One marker of Alzheimer’s in the brain is bad news, but two spell real trouble in cognitively normal older adults, according to a paper in the September 15 JAMA Neurology. Scientists led by Reisa Sperling, Harvard Medical School, Boston, found that people with both brain amyloid and neurodegeneration performed worse on neuropsychological tests over the next three years.

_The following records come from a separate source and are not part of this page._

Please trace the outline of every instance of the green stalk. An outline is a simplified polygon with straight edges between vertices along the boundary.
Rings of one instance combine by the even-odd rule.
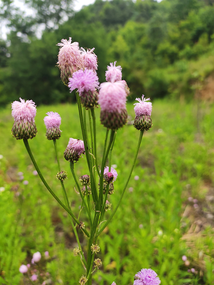
[[[100,203],[100,210],[102,210],[102,205],[103,204],[103,172],[104,172],[104,168],[106,165],[106,162],[107,160],[108,155],[109,152],[112,144],[114,140],[114,131],[112,130],[111,132],[111,135],[110,135],[110,139],[109,139],[109,143],[108,146],[107,150],[105,152],[105,154],[104,153],[104,156],[102,158],[102,165],[101,167],[101,171],[100,172],[100,195],[99,195],[99,202]]]
[[[118,203],[117,205],[117,206],[116,206],[115,209],[114,210],[114,211],[113,212],[113,213],[111,214],[111,215],[110,217],[109,218],[109,219],[106,221],[104,225],[102,228],[102,229],[98,231],[98,233],[97,234],[97,235],[96,237],[97,237],[98,235],[99,235],[103,231],[103,230],[104,230],[104,229],[105,229],[106,227],[108,224],[109,223],[109,222],[111,220],[113,217],[114,217],[114,214],[116,212],[116,211],[117,210],[118,207],[119,207],[119,205],[120,205],[120,202],[121,202],[121,200],[122,200],[122,199],[123,198],[123,195],[124,194],[124,193],[125,193],[126,189],[126,188],[127,185],[128,185],[128,183],[129,183],[129,180],[130,179],[130,178],[132,174],[132,172],[133,171],[133,170],[134,169],[134,165],[135,164],[136,159],[137,159],[137,157],[138,156],[138,151],[139,151],[139,149],[140,148],[140,144],[141,142],[141,141],[142,140],[142,138],[143,137],[143,135],[144,134],[144,131],[143,130],[142,130],[140,131],[140,137],[139,138],[139,140],[138,141],[138,146],[137,147],[137,149],[136,150],[136,152],[135,153],[135,155],[134,157],[134,160],[133,161],[133,163],[132,163],[132,168],[131,170],[131,172],[130,172],[129,177],[128,178],[128,179],[127,180],[127,181],[126,181],[126,184],[125,184],[125,186],[124,187],[124,188],[123,190],[123,191],[122,193],[122,194],[121,195],[120,197],[120,199],[119,200]]]
[[[78,182],[78,181],[76,179],[76,176],[75,175],[75,173],[74,172],[74,162],[73,161],[70,161],[70,170],[71,170],[71,172],[73,175],[73,176],[74,178],[74,180],[75,181],[75,182],[77,186],[77,188],[78,188],[78,190],[79,191],[79,192],[80,194],[80,196],[81,196],[81,198],[82,199],[84,203],[84,205],[85,207],[85,208],[86,209],[86,211],[87,211],[87,213],[88,213],[88,218],[90,221],[90,223],[91,224],[91,225],[92,223],[92,222],[91,220],[91,213],[90,212],[90,209],[89,209],[88,207],[88,206],[86,203],[84,199],[84,197],[83,195],[82,195],[82,193],[81,192],[81,190],[80,189],[80,186],[79,185],[79,183]]]
[[[68,212],[69,215],[70,215],[75,222],[79,224],[80,223],[80,222],[74,215],[72,211],[71,210],[69,210],[69,209],[68,209],[67,207],[65,205],[64,205],[63,203],[56,196],[54,192],[52,191],[50,186],[46,182],[46,180],[43,177],[41,172],[40,171],[40,170],[37,164],[37,163],[36,162],[36,161],[34,159],[34,158],[33,157],[33,155],[31,150],[30,147],[30,146],[28,143],[28,142],[27,139],[24,138],[23,139],[23,141],[24,142],[24,143],[25,144],[25,147],[26,148],[26,149],[27,150],[27,151],[28,154],[29,155],[29,156],[31,159],[31,161],[33,162],[33,164],[35,168],[36,168],[36,170],[38,172],[39,176],[41,180],[42,181],[45,186],[45,187],[46,187],[46,188],[47,188],[47,190],[50,192],[51,195],[52,195],[53,197],[56,199],[56,200],[59,204],[60,205],[62,206],[63,209],[64,209]],[[85,233],[87,237],[90,237],[90,235],[86,230],[85,230],[85,231],[84,232],[85,232]]]
[[[58,154],[58,151],[57,151],[57,146],[56,144],[56,140],[53,140],[53,141],[54,145],[54,147],[55,149],[56,152],[56,159],[57,160],[57,163],[58,164],[58,168],[59,169],[59,171],[60,172],[61,171],[61,168],[60,167],[60,164],[59,163],[59,156]]]
[[[94,154],[95,157],[95,162],[96,165],[96,169],[98,175],[100,178],[100,171],[98,167],[98,163],[97,162],[97,146],[96,146],[96,118],[95,116],[94,113],[94,110],[93,109],[92,109],[91,110],[91,115],[92,117],[92,120],[93,121],[93,131],[94,132]]]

People who had neither biomarker improved over this time period due to practice, and people with only one biomarker improved a little—evidence of a weaker practice effect.

“This study shows that both neurodegeneration and amyloid deposition independently have an impact on global cognition, and that together they have a synergistic effect,” Gaël Chételat, INSERM-EPHE-University of Caen, France, wrote to Alzforum in an email (see full comment below). The findings also imply that practice effects could be useful for detecting subtle deterioration in people who otherwise appear healthy, wrote the authors. To Sperling, the findings suggest that people with amyloid deposition plus neurodegeneration might decline fast enough for a treatment effect on cognition to be measurable within the time span of a secondary prevention trial, but people with only amyloid deposition might not.

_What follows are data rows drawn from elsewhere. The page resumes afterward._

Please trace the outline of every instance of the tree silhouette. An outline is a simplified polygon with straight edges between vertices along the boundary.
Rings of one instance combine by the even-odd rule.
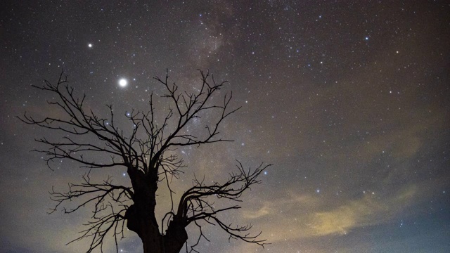
[[[89,168],[89,172],[122,167],[127,169],[130,179],[129,185],[117,185],[108,176],[107,179],[96,183],[88,172],[83,176],[82,183],[70,183],[67,192],[52,189],[50,193],[56,205],[51,212],[62,209],[70,214],[84,207],[94,209],[91,219],[85,224],[86,228],[69,243],[89,238],[91,242],[87,252],[96,248],[103,252],[105,236],[112,234],[117,251],[117,240],[123,238],[126,223],[128,229],[141,238],[146,253],[179,252],[184,245],[186,252],[197,252],[195,246],[200,239],[208,240],[202,226],[212,224],[224,230],[229,235],[229,240],[240,239],[264,247],[265,240],[258,238],[261,233],[249,233],[251,225],[225,223],[218,216],[223,212],[239,209],[240,206],[218,208],[213,200],[242,201],[243,193],[259,183],[258,176],[270,165],[261,164],[255,169],[246,169],[238,162],[237,169],[224,182],[213,181],[208,185],[204,180],[194,178],[192,187],[182,194],[177,202],[174,199],[172,180],[179,179],[182,169],[186,167],[176,155],[177,148],[231,141],[219,137],[219,126],[239,109],[229,108],[231,93],[224,96],[223,103],[214,103],[213,95],[226,82],[217,82],[209,72],[199,72],[201,84],[192,93],[180,92],[174,83],[169,84],[167,72],[165,78],[154,77],[165,91],[160,99],[167,100],[171,105],[162,117],[162,120],[158,121],[152,93],[148,111],[132,111],[124,117],[134,126],[128,134],[117,126],[120,124],[115,122],[112,105],[107,105],[108,117],[96,115],[88,110],[84,103],[86,94],[77,97],[63,72],[56,84],[45,80],[43,86],[34,86],[51,93],[53,99],[47,103],[62,112],[58,117],[48,116],[39,119],[26,112],[20,117],[27,124],[61,134],[58,141],[54,138],[36,139],[46,147],[36,151],[46,155],[45,160],[51,169],[53,162],[61,160],[76,162],[81,167]],[[197,134],[191,134],[187,129],[190,124],[205,114],[217,117],[206,123],[206,126]],[[170,210],[160,222],[160,229],[155,211],[160,183],[167,186],[172,202]],[[76,205],[64,207],[68,202],[75,202]],[[194,240],[195,242],[188,247],[186,228],[190,224],[196,226],[199,233]]]

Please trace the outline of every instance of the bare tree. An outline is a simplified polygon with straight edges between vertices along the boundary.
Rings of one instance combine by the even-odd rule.
[[[177,148],[231,141],[219,137],[219,126],[239,109],[229,108],[231,93],[224,96],[223,102],[214,103],[213,95],[225,82],[217,82],[207,72],[200,71],[200,84],[192,93],[180,92],[174,83],[169,84],[167,72],[165,78],[155,77],[165,91],[161,99],[167,100],[171,106],[158,124],[152,93],[148,111],[133,111],[125,115],[124,119],[134,125],[128,134],[117,126],[119,124],[115,121],[112,105],[107,105],[108,117],[101,117],[87,110],[84,104],[86,94],[77,97],[63,72],[56,84],[46,80],[42,86],[34,86],[54,96],[47,103],[63,115],[37,119],[25,113],[20,117],[27,124],[62,134],[57,141],[47,138],[36,140],[46,147],[36,151],[46,155],[46,161],[51,169],[53,162],[60,160],[76,162],[89,171],[122,167],[127,169],[130,179],[131,185],[127,186],[113,183],[110,176],[96,183],[91,178],[91,174],[86,173],[82,183],[70,184],[67,192],[52,190],[51,197],[56,205],[51,212],[60,208],[68,214],[88,206],[94,208],[94,214],[86,223],[86,228],[69,243],[89,238],[91,243],[87,252],[96,248],[103,252],[105,235],[112,234],[118,250],[117,240],[123,238],[126,223],[128,229],[141,238],[146,253],[179,252],[184,245],[186,252],[197,252],[195,247],[200,239],[208,240],[202,226],[212,224],[218,225],[229,238],[264,247],[265,240],[258,238],[260,233],[249,233],[251,226],[236,226],[220,219],[219,214],[239,209],[239,205],[218,208],[213,203],[214,200],[221,198],[240,202],[243,193],[259,183],[258,176],[270,165],[261,164],[255,169],[246,169],[238,162],[236,169],[227,179],[221,183],[214,181],[210,185],[195,178],[192,187],[184,192],[177,203],[174,202],[171,182],[174,178],[179,179],[186,167],[183,160],[176,155]],[[205,128],[197,134],[186,131],[192,121],[205,112],[214,113],[217,117],[205,123]],[[172,201],[171,209],[160,222],[160,229],[155,216],[160,183],[167,186]],[[75,207],[64,207],[66,202],[72,201],[76,203]],[[196,226],[199,233],[194,245],[188,247],[186,228],[190,224]]]

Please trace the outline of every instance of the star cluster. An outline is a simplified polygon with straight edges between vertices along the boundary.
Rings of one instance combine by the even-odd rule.
[[[208,228],[202,252],[449,252],[450,6],[445,1],[9,1],[0,15],[0,242],[6,252],[79,252],[89,209],[47,215],[51,186],[84,171],[49,170],[22,124],[52,98],[33,89],[63,70],[90,109],[123,118],[162,94],[168,69],[180,89],[197,69],[228,80],[243,106],[221,134],[233,143],[180,148],[192,176],[224,179],[235,160],[274,166],[224,215],[251,223],[271,245],[228,241]],[[168,105],[158,100],[155,108]],[[189,126],[203,128],[205,118]],[[211,116],[212,117],[212,116]],[[132,126],[124,126],[131,129]],[[129,183],[123,168],[105,170]],[[177,192],[178,195],[181,192]],[[176,197],[176,195],[175,195]],[[167,200],[160,197],[163,209]],[[193,231],[195,228],[193,228]],[[120,252],[141,252],[128,233]],[[193,236],[192,239],[193,240]],[[111,245],[112,246],[112,245]]]

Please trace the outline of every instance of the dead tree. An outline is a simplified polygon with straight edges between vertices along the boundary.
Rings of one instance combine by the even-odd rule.
[[[266,244],[265,240],[258,238],[260,233],[249,233],[251,226],[236,226],[219,218],[220,213],[239,209],[240,206],[217,208],[213,202],[221,198],[240,202],[243,193],[260,183],[258,176],[269,165],[261,164],[255,169],[246,169],[238,162],[234,172],[231,172],[221,183],[217,181],[207,184],[194,179],[192,187],[184,192],[178,202],[174,200],[171,180],[179,179],[186,167],[176,155],[177,148],[231,141],[219,137],[219,126],[239,109],[229,108],[231,94],[225,95],[222,102],[212,103],[213,95],[225,82],[217,82],[207,72],[200,71],[200,84],[192,93],[180,92],[177,85],[169,84],[167,72],[165,78],[155,77],[165,91],[160,99],[167,100],[172,105],[162,117],[163,120],[157,122],[152,93],[148,111],[133,111],[124,115],[124,119],[134,125],[128,134],[117,126],[112,105],[107,105],[107,117],[96,115],[84,104],[86,94],[78,97],[63,72],[56,84],[46,80],[43,86],[34,86],[51,93],[53,99],[47,103],[63,115],[35,119],[25,113],[20,117],[27,124],[61,134],[58,141],[49,138],[36,140],[46,147],[36,151],[46,155],[51,169],[53,162],[61,160],[76,162],[90,171],[107,171],[122,167],[130,179],[127,186],[115,184],[109,176],[96,183],[91,178],[91,174],[86,173],[82,183],[70,184],[68,191],[51,192],[52,200],[56,202],[51,212],[62,209],[70,214],[86,207],[94,208],[86,230],[72,242],[90,238],[87,252],[96,248],[103,252],[104,238],[110,234],[114,236],[118,250],[117,240],[124,236],[126,224],[142,240],[145,253],[179,252],[185,244],[186,252],[197,252],[195,246],[200,239],[207,240],[202,232],[202,226],[212,224],[218,225],[229,238],[262,246]],[[200,134],[192,134],[186,131],[192,121],[205,112],[214,113],[217,117],[208,122]],[[109,158],[105,161],[105,157]],[[160,183],[167,185],[172,200],[172,208],[161,221],[160,228],[155,209]],[[75,202],[76,206],[64,207],[68,202]],[[199,233],[194,240],[196,243],[188,247],[186,228],[189,225],[196,226]]]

It is known that cognitively healthy people with brain amyloid deposition or evidence of neurodegeneration—be it hippocampal shrinkage, low glucose metabolism in certain areas, or high amounts of phosphorylated tau in the cerebrospinal fluid—are likelier to decline cognitively than people with just one biomarker (see Knopman et al., 2012Desikan et al., 2012Vos et al., 2013). Researchers disagree about whether these markers act independently (see Chetelat, 2013Knopman et al., 2013). Sperling and colleagues wanted to probe this question in cognitively normal people. They also wanted to test whether they could pick up evidence of cognitive decline over two to three years. Secondary prevention trials for Alzheimer’s disease, such as A4 (see Sep 2013 news story) may be too short to use clinical progression as an endpoint, first author Beth Mormino explained.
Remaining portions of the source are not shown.